NTFR 2016/387 - Landbouwnormen 2015 beschikbaar

Aflevering 2, gepubliceerd op 14-01-2016
De Belastingdienst heeft de Landelijke Landbouwnormen 2015 beschikbaar gesteld (kalenderjaar 2015 en gebroken boekjaar dat begint in 2015 en eindigt in 2016). De landbouwnormen gelden alleen voor ondernemers van agrarische bedrijven en alleen voor agrarische activiteiten in Nederland. De vastgestelde normen hebben betrekking op onttrekkingen, kostenposten, waarderingen en afschrijvingen in de veehouderij en de land- en tuinbouw. Ondernemers moeten de normen gebruiken om de jaarwinst van het bedrijf te bepalen en te verwerken in de aangiften IB en VPB. De normen worden door de Belastingdienst toegepast bij de beoordeling van de aangiften. In uitzonderlijke gevallen mag worden afgeweken van de Landelijke Landbouwnormen.

NTFR 2016/388 - Rectificatie Regeling tot wijziging van enige uitvoeringsregelingen inzake de fiscaliteit, toeslagen en douane alsmede van de Wet op de accijns

Aflevering 2, gepubliceerd op 14-01-2016
De staatssecretaris van Financiën rectificeert de Regeling van de Staatssecretaris van Financiën van 30 december 2015, nr. DB/2015/465M, tot wijziging van enige uitvoeringsregelingen inzake de fiscaliteit, toeslagen en douane alsmede van de Wet op de accijns (NTFR 2016/315). De rectificatie bestaat uit het alsnog toevoegen van de dieettabel in art. 37 UBIB 2001.

NTFR 2016/392 - Voor erfbelasting wordt aangesloten bij WOZ-waarde

ECLI:NL:HR:2015:3491, datum uitspraak 11-12-2015, publicatiedatum 11-12-2015
Aflevering 2, gepubliceerd op 14-01-2016 met annotatie van mr. A.M. Vrenegoor
De moeder van belanghebbende is in oktober 2010 overleden. Belanghebbende is onterfd, maar heeft een legaat verkregen bepaald op 10% van het saldo van de nalatenschap.

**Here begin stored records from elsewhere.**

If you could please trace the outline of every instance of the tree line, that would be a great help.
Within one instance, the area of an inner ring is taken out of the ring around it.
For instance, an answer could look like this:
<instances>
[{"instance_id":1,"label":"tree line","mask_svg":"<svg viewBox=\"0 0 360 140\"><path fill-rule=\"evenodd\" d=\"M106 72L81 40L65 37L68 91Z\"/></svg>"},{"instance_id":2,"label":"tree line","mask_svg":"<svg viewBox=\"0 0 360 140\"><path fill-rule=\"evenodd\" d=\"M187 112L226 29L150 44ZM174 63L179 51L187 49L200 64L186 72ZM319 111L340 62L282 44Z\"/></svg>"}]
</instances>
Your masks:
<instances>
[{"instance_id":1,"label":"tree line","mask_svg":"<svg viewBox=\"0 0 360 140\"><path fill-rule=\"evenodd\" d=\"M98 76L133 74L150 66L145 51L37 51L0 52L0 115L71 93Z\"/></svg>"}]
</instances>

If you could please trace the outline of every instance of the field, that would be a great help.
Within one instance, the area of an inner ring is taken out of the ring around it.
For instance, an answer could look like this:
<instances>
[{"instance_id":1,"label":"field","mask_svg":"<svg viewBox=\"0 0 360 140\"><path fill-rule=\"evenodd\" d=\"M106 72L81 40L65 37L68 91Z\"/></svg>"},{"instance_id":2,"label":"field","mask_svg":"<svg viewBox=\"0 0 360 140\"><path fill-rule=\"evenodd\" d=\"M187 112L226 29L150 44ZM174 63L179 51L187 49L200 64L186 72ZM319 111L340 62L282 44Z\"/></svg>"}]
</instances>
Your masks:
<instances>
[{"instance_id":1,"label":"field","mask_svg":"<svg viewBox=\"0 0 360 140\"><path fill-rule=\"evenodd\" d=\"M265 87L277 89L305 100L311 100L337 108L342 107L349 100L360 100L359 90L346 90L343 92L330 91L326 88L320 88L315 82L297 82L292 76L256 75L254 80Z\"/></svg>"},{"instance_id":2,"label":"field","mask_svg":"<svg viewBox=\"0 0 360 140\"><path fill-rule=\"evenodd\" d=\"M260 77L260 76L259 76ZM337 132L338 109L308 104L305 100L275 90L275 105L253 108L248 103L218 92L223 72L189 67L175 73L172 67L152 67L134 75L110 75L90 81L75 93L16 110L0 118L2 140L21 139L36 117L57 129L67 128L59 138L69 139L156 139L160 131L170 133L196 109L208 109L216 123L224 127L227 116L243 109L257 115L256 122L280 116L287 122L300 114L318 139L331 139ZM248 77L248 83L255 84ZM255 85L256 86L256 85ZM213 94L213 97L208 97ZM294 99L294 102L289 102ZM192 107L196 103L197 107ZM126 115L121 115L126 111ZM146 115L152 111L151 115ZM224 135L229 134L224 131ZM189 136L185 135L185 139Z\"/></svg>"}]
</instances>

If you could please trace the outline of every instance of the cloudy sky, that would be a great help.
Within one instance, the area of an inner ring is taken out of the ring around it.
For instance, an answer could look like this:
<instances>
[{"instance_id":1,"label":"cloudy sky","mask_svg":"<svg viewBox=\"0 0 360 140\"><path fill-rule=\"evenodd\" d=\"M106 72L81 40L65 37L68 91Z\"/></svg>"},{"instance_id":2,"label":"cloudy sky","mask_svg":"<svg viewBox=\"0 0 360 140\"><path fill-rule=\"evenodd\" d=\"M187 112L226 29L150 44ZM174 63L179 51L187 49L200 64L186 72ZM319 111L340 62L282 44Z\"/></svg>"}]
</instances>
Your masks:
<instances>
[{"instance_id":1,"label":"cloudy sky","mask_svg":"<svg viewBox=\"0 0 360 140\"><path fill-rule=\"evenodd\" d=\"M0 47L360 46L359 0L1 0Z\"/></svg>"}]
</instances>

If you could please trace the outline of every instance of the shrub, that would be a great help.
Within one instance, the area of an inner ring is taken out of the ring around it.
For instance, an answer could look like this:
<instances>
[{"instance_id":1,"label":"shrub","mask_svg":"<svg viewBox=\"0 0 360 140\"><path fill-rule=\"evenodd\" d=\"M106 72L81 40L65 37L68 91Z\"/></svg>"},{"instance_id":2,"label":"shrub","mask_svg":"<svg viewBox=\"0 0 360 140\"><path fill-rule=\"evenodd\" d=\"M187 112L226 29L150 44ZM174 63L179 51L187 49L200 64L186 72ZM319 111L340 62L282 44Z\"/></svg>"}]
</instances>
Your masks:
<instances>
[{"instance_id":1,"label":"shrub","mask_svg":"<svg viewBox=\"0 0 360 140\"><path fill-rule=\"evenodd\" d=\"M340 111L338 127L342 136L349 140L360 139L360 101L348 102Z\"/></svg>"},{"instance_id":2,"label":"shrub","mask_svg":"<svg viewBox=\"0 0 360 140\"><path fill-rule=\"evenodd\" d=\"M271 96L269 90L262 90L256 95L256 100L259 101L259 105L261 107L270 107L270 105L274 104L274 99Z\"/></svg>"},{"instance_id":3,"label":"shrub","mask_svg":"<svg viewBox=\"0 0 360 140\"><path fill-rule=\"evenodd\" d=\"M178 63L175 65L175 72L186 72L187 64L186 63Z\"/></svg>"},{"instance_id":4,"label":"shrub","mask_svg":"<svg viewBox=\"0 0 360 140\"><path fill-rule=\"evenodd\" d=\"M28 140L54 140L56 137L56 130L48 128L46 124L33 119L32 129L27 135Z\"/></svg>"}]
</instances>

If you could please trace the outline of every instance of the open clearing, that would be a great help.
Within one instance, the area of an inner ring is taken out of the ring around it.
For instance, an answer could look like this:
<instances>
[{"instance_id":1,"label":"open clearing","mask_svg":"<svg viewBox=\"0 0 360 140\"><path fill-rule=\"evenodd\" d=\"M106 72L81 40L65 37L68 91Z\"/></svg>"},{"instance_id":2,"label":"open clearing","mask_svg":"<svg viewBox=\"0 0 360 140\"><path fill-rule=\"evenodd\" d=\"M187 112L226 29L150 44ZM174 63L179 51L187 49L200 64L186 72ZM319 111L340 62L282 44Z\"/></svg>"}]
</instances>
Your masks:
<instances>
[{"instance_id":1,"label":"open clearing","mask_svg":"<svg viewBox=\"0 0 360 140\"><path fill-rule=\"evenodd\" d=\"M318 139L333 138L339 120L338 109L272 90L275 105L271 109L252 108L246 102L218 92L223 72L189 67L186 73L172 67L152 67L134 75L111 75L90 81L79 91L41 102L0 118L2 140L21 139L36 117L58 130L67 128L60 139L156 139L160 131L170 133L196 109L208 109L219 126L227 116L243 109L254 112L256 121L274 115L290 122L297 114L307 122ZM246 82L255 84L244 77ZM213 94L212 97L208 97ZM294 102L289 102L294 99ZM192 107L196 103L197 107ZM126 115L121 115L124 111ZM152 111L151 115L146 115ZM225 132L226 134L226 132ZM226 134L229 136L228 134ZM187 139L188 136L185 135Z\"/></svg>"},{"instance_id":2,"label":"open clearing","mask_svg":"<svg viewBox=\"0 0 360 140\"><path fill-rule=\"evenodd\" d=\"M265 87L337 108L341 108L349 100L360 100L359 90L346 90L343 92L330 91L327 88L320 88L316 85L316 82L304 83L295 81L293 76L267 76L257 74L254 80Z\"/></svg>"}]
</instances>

Tot de nalatenschap behoort een woning die in het kader van de Wet WOZ voor het jaar 2010 naar waardepeildatum 1 januari 2009 is gewaardeerd op € 457.000. Hof Amsterdam (24 juli 2014, nr. 13/00006, NTFR 2015/2849) heeft geoordeeld dat voor de heffing van erfbelasting wordt aangesloten bij de waarderingsregels zoals neergelegd in SW 1956. Daarom is bij de bepaling van de waarde van het legaat ingevolge art. 21, lid 5, SW 1956 terecht uitgegaan van de WOZ-waarde van de woning voor het jaar 2010. De Hoge Raad onderschrijft dit oordeel. Volgens de Hoge Raad moet de waardering volgens de in SW 1956 neergelegde regels ook worden toegepast voor zover de omvang van het legaat afhankelijk is van de waarde van de woning.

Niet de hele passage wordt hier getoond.